Targeting a growing concern on the antispam battlefront, IronPort Systems Inc. yesterday introduced technology designed to prevent legitimate e-mail messages from being weeded out by antispam filters.
IronPort rolled out two e-mail delivery appliances based on the company's Virtual Gateway technology, which allows users to assign a specific outbound IP address to each message based on campaign or message type. The technology, in essence, creates a separate virtual machine for each mailing, separating critical transaction confirmation messages from other marketing messages that might be snared by a spam filter, according to Scott Banister, chairman and chief technology officer of IronPort, in San Bruno, Calif.
"Companies are finding that if they send out e-mail marketing newsletters, increasingly Internet service providers are deploying antispam systems that often inadvertently trap messages that are legitimate," Banister said. "No one wants to be throwing out babies with the bath water."
IronPort's Virtual Gateway ensures that even if a marketing message is trapped by a filter, other traffic being sent from the same infrastructure will be unaffected, he said.

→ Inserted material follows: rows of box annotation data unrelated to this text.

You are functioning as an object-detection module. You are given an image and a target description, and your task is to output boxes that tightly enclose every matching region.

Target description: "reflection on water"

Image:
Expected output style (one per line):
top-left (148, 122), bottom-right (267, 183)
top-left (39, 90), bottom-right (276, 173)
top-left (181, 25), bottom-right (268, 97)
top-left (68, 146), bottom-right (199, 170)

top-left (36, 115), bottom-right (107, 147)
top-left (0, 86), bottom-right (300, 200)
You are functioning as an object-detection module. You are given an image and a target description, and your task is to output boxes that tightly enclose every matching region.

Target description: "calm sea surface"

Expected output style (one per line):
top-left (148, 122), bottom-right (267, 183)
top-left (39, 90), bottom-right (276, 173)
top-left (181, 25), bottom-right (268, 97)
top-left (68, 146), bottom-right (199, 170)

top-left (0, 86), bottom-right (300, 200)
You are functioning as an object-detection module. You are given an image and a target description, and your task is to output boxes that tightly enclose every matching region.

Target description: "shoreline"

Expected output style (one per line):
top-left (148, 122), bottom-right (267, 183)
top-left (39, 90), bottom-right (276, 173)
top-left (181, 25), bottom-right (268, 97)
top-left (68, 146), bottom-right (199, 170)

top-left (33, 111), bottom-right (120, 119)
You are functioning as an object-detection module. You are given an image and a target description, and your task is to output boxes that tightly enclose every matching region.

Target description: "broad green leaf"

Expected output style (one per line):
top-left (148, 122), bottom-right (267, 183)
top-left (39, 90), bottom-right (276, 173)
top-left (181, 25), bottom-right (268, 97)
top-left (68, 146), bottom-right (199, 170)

The two new delivery appliances, the A60 and A30, are designed for high- and low-volume requirements, respectively.
Similarly, Postini Inc. and BrightMail Inc. last week introduced new antispam products and services designed to help end users restore normalcy to workplace operations being hampered by hundreds upon thousands of e-mail messages targeting random in-boxes and servers over the Internet.
In fact, most corporate customers and service providers are oblivious to the massive amount of spam proliferation caused by automated e-mail address "harvesting" over the Web, said Joyce Graff, vice president and research director of Stamford, Conn.-based Gartner Inc.
Spam "is burning your resources; it's keeping your message transfer agent busy doing stupid things; it's clogging bandwidth, clogging disk space and, most important, stealing people's time," said Graff. "Even more important, it's creating a very upset work environment."
Graff said tools capable of launching a myriad of spam-related attacks are becoming readily available over the Internet. This enables even beginners to send out spam and fuels con artists to perpetrate hoaxes, identity theft, fraud, bulk junk mail and mass-market advertising. Spammers can easily set up and dispose of multiple free e-mail accounts to hide their tracks.
According to Graff, many spam attacks bombarding enterprises feature increasingly vulgar and insensitive content.